Monday, Aug. 13, 1951
Oil & Water
From the beginning, the 23 states along the U.S. seaboard took it for granted that they owned the sea bottom that runs out from their shores to the three-mile limit of U.S. coastal waters. Nobody seriously challenged that view until California, Texas and Louisiana began to get fat incomes from lucrative offshore oil leases. Then, belatedly in 1937, the Federal Government staked out its claim to the marginal lands* around the U.S. on the grounds of national interest. When in 1946 Congress passed a bill giving clear title to the states, Harry Truman vetoed it: That is a job for the
Supreme Court, he said. The court soon handed down its decision: the Federal Government has "full dominion" over offshore oil lands.
The oil & water states kept up their fight, and understandably: Texas in one year got $14 million for school money from tideland royalties. Oil interests sided with the states: they liked the leases they already had, found state legislatures easier to deal with than the Federal Government, and had a well-grounded dislike of federal regulation. Last week, by a vote of 265 to 109, the House whooped through the Walters bill, so neatly contrived and so solidly directed against the tendency of the Federal Government to grab everything in sight that many a land-locked Congressman found it hard to resist. The man behind it was Speaker Sam Rayburn of Texas, and he was openly defying his great and good friend in the White House.
The Walters bill not only hands back the marginal lands to the seaboard states; it guarantees that any state will have exclusive rights to anything that may be discovered under its navigable lakes and rivers. For Texas, there is a special bonus: Texas will get control of the sea for three leagues (10 1/2 miles) from shore (because the Texas frontier was thus defined when she joined the union in 1845). And another provision grants all seaboard states 37 1/2% of anything the Federal Government manages to dig up beyond the marginal seas--clear to the edge of the broad continental shelf (which stretches out about 100 miles along the Gulf of Mexico).

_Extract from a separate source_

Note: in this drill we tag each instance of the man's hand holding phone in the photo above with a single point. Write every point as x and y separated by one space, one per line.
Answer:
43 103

It was a long, long reach which--if it should get past the Senate--will probably run into a presidential veto.
Last week the House also:
P:Passed, by voice vote, the Battle bill empowering the President to halt military and economic aid to any nation selling "arms, ammunition, implements of war and atomic energy materials" to Communist countries (a more workable version of the Kem amendment, which the Administration has pigeonholed).
The Senate:
P:Heard a subcommittee on elections excoriate the "despicable 'back street' type of campaign" which helped elect Baltimore Republican John Marshall Butler, unhorsed Maryland's Democratic Senator Millard Tydings. There wasn't enough legal evidence to warrant kicking Butler out of the Senate, said the committee, but in the future such "defamation, slander and libel" by a candidate's agents should be made reason enough. Joe McCarthy had been "actively interested" in the Butler campaign and the subcommittee thought a "sitting Senator" involved in another's campaign shenanigans should be made just as liable. The subcommittee's report was unanimous, signed not only by three Democrats, but by two Republicans, Maine's doughty Margaret Chase Smith and New Jersey's Robert Hendrickson. This week, Connecticut Democrat Bill Benton, taking his cue from the report, formally demanded McCarthy's resignation or expulsion from the U.S. Senate.
* Measured seaward three miles from the low tide line, and commonly called tidelands, although tidelands technically lie between low and high tide marks.